Le président actuel voulait transformer notre pays, un des derniers à s’adapter à la mondialisation néolibérale. Encore le faisait-il en râlant et renâclant, comme à son habitude et ceci malgré le nombre toujours plus grand des nouveaux convertis. Il avait le désir d’en faire une petite Amérique, objet de son amour et de sa fascination. Il brûlait d’installer sur le trône des valeurs, l’individualisme, l’ambition personnelle, la course au profit décomplexé. Il trépignait de pouvoir enfin solder l’héritage révolutionnaire qu’avant lui des historiens comme François Furet,  porté par l’enthousiasme des transfuges, avaient déjà contesté.

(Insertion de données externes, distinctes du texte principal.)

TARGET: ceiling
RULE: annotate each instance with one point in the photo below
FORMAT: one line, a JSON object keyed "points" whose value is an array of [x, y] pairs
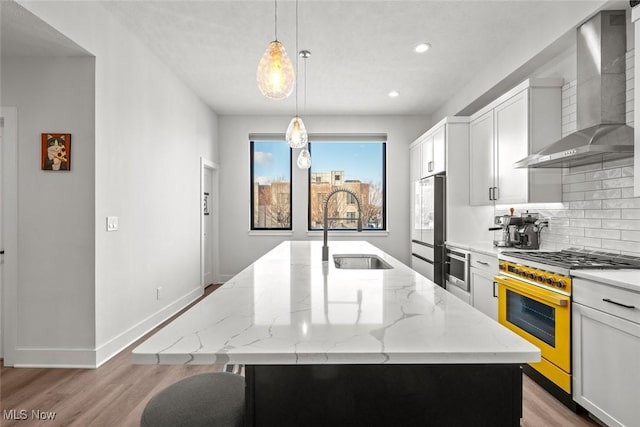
{"points": [[361, 50]]}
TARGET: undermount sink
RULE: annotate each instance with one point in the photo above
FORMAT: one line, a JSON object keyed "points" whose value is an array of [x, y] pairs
{"points": [[360, 262]]}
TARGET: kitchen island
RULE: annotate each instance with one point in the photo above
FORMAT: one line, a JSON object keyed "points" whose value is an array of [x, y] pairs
{"points": [[329, 346]]}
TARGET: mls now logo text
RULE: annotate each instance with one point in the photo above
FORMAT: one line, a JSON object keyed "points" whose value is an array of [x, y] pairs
{"points": [[23, 414]]}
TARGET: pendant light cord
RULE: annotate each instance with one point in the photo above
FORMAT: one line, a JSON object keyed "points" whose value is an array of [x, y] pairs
{"points": [[275, 18], [297, 58]]}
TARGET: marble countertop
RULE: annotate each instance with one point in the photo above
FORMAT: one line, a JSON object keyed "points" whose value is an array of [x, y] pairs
{"points": [[291, 308], [627, 279]]}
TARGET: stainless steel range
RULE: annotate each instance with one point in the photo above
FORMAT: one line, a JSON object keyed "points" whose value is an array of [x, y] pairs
{"points": [[534, 301]]}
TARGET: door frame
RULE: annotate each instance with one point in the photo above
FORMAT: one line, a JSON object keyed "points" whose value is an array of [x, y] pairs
{"points": [[213, 217], [9, 289]]}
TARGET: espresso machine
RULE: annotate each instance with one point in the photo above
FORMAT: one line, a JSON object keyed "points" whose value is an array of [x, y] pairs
{"points": [[527, 234], [508, 224], [522, 232]]}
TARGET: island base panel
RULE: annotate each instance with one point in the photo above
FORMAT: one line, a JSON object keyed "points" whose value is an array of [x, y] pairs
{"points": [[384, 395]]}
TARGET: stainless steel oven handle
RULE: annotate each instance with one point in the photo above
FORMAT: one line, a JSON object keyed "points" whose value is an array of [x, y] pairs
{"points": [[618, 303], [528, 291]]}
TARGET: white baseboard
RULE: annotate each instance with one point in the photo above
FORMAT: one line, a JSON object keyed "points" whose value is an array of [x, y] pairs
{"points": [[224, 278], [94, 358], [55, 358], [114, 346]]}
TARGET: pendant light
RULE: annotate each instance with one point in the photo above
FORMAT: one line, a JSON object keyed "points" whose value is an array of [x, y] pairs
{"points": [[296, 134], [304, 158], [275, 75]]}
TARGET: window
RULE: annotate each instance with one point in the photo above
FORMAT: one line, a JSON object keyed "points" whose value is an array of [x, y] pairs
{"points": [[355, 164], [270, 185]]}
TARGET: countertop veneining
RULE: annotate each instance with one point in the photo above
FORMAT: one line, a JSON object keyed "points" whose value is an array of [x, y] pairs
{"points": [[291, 308]]}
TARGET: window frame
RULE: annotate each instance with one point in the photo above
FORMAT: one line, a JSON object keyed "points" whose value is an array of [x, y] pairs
{"points": [[252, 227], [377, 139]]}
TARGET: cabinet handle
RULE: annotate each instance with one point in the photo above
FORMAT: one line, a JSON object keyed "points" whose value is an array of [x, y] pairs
{"points": [[618, 303]]}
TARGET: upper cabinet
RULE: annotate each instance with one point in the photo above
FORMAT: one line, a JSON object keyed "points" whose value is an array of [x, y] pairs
{"points": [[433, 152], [521, 122], [431, 148], [449, 145]]}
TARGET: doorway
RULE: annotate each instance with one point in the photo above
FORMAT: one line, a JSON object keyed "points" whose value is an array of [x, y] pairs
{"points": [[208, 223], [8, 232]]}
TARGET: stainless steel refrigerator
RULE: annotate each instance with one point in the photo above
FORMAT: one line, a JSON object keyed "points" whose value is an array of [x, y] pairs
{"points": [[428, 228]]}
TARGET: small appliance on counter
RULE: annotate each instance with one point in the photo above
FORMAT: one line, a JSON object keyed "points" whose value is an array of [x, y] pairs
{"points": [[527, 234], [522, 232], [508, 224]]}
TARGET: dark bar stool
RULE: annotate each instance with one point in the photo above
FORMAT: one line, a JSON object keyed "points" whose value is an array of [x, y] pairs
{"points": [[211, 399]]}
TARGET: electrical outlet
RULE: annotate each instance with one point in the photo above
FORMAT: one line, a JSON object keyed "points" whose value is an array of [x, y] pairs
{"points": [[112, 223]]}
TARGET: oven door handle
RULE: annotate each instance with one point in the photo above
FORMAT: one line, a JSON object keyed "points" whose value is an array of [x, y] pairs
{"points": [[527, 290]]}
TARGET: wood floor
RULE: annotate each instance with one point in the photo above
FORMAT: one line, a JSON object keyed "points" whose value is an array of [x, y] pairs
{"points": [[115, 394]]}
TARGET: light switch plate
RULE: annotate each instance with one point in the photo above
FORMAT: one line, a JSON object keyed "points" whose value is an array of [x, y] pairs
{"points": [[112, 223]]}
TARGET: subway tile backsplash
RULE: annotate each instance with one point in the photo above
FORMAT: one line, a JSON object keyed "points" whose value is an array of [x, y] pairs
{"points": [[598, 210]]}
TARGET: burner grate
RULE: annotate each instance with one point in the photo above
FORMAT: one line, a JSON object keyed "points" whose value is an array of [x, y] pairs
{"points": [[579, 259]]}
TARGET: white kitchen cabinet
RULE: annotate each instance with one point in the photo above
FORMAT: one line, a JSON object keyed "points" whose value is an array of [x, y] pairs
{"points": [[415, 162], [460, 293], [606, 352], [482, 270], [481, 156], [433, 152], [451, 134], [428, 152], [521, 122]]}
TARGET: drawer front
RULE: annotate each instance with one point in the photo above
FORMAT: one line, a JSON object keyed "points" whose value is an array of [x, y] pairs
{"points": [[609, 299], [484, 262], [422, 250]]}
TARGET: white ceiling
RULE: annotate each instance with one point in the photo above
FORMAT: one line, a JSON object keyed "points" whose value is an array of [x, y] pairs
{"points": [[361, 50]]}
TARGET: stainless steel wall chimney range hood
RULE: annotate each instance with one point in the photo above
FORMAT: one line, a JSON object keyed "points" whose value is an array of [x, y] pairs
{"points": [[601, 99]]}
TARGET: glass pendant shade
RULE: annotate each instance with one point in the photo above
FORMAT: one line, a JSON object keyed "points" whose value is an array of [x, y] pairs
{"points": [[276, 77], [304, 159], [296, 134]]}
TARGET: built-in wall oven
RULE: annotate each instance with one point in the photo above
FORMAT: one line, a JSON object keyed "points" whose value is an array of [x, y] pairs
{"points": [[534, 301], [457, 273]]}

Bref, il rêvait de donner le coup de grâce à un modèle né sur les ruines de la guerre et la honte de la collaboration, des germes multi-séculaires de son histoire et de sa culture, mais depuis 25 ans attaqué de toutes parts. Grignoté de l’extérieur avec la globalisation économique portée par le consensus de Washington, sapé de l’intérieur par ses propres blocages et l’effort des néolibéraux du cru.

Mais les winners les plus farouches, les plus opportunistes, les moins scrupuleux ne peuvent rien face à leurs aveuglements et devant le stop impérieux imposé par l’Histoire. Il y eut bien quelque esprit simple et satisfait pour imaginer qu’elle s’était définitivement arrêtée. Mais chacun, Fukuyama y compris sent bien qu’elle est repartie, après une pause cahotante d’une vingtaine d’années.

Voilà donc que le système adoré, que nous appellerons néolibéral par commodité, connaît les derniers soubresauts au moment même où en France on voudrait finir de l’imposer. Souvenez- vous des paroles de notre chef suprême pendant sa campagne. Il déplorait le faible endettement des français, souhaitait que tous soient propriétaires, sur le modèle américain. Celui des subprimes voyez ?...

Oui mais, le château de cartes s’est effondré, à la seule surprise de ceux qui l’avaient  édifié au mépris de toutes les règles prudentielles. Mais que voulez vous ? Comment résister quand on est acteur dans une structure où la cupidité et la concurrence s’allient pour former une spirale infernale, d’où le risque,  par la grâce des produits structurés, semble s’être évanoui ? (voir le dernier livre de Frédéric Lordon : Jusqu’à quand ? Pour en finir avec les crises financières.-Paris : Raisons d’agir, 2008.-220p.)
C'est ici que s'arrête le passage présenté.